Pelanggaran Israel terhadap perjanjian gencatan senjata terus meningkat melalui serangkaian serangan, termasuk penembakan, pengeboman, dan penargetan rumah-rumah warga di Jalur Gaza.
Menurut salah satu koresponden, sebuah drone Quadcopter milik Israel melepaskan tembakan ke arah warga sipil di dekat Jalan Yaffa, di lingkungan Al-Tuffah, timur laut Kota Gaza, yang mengakibatkan seorang perempuan terluka. Pada saat yang sama, artileri Israel juga menembaki wilayah timur Al-Tuffah.

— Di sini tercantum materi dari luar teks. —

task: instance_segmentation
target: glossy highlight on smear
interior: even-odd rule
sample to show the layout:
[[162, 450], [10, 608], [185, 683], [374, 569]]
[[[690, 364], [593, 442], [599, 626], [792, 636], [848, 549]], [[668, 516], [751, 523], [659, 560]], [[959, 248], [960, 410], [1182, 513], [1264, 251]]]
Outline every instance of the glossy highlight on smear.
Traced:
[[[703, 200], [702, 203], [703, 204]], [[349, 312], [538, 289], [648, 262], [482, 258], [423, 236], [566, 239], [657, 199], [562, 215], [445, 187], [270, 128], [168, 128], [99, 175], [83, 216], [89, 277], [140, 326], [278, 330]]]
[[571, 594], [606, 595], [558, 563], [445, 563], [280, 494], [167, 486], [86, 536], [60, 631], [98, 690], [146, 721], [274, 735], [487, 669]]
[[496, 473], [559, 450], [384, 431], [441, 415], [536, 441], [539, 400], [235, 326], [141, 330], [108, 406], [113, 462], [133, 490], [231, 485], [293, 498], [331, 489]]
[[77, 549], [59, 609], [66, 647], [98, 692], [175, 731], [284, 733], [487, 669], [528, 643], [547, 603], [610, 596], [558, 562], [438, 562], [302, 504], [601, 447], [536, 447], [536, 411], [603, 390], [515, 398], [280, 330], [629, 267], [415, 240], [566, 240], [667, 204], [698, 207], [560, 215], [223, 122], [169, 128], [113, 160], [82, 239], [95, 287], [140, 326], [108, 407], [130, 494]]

Israel telah melancarkan agresi genosida brutal di Jalur Gaza sejak 7 Oktober 2023. Selama periode ini, militer Israel melakukan pembunuhan massal, menyebabkan kelaparan, dan memaksa penduduk Gaza untuk mengungsi, sambil mengabaikan seruan internasional serta keputusan Mahkamah Internasional (ICJ) yang menuntut dihentikannya tindakan genosida tersebut.
Agresi ini telah mengakibatkan lebih dari 238.000 orang terbunuh atau terluka—sebagian besar perempuan dan anak-anak. Selain itu, lebih dari 9.000 orang dilaporkan hilang dan belum diketahui nasibnya. Ratusan ribu warga juga terpaksa mengungsi di tengah kehancuran luas kawasan permukiman serta kelaparan parah yang terus merenggut nyawa masyarakat sipil, termasuk anak-anak.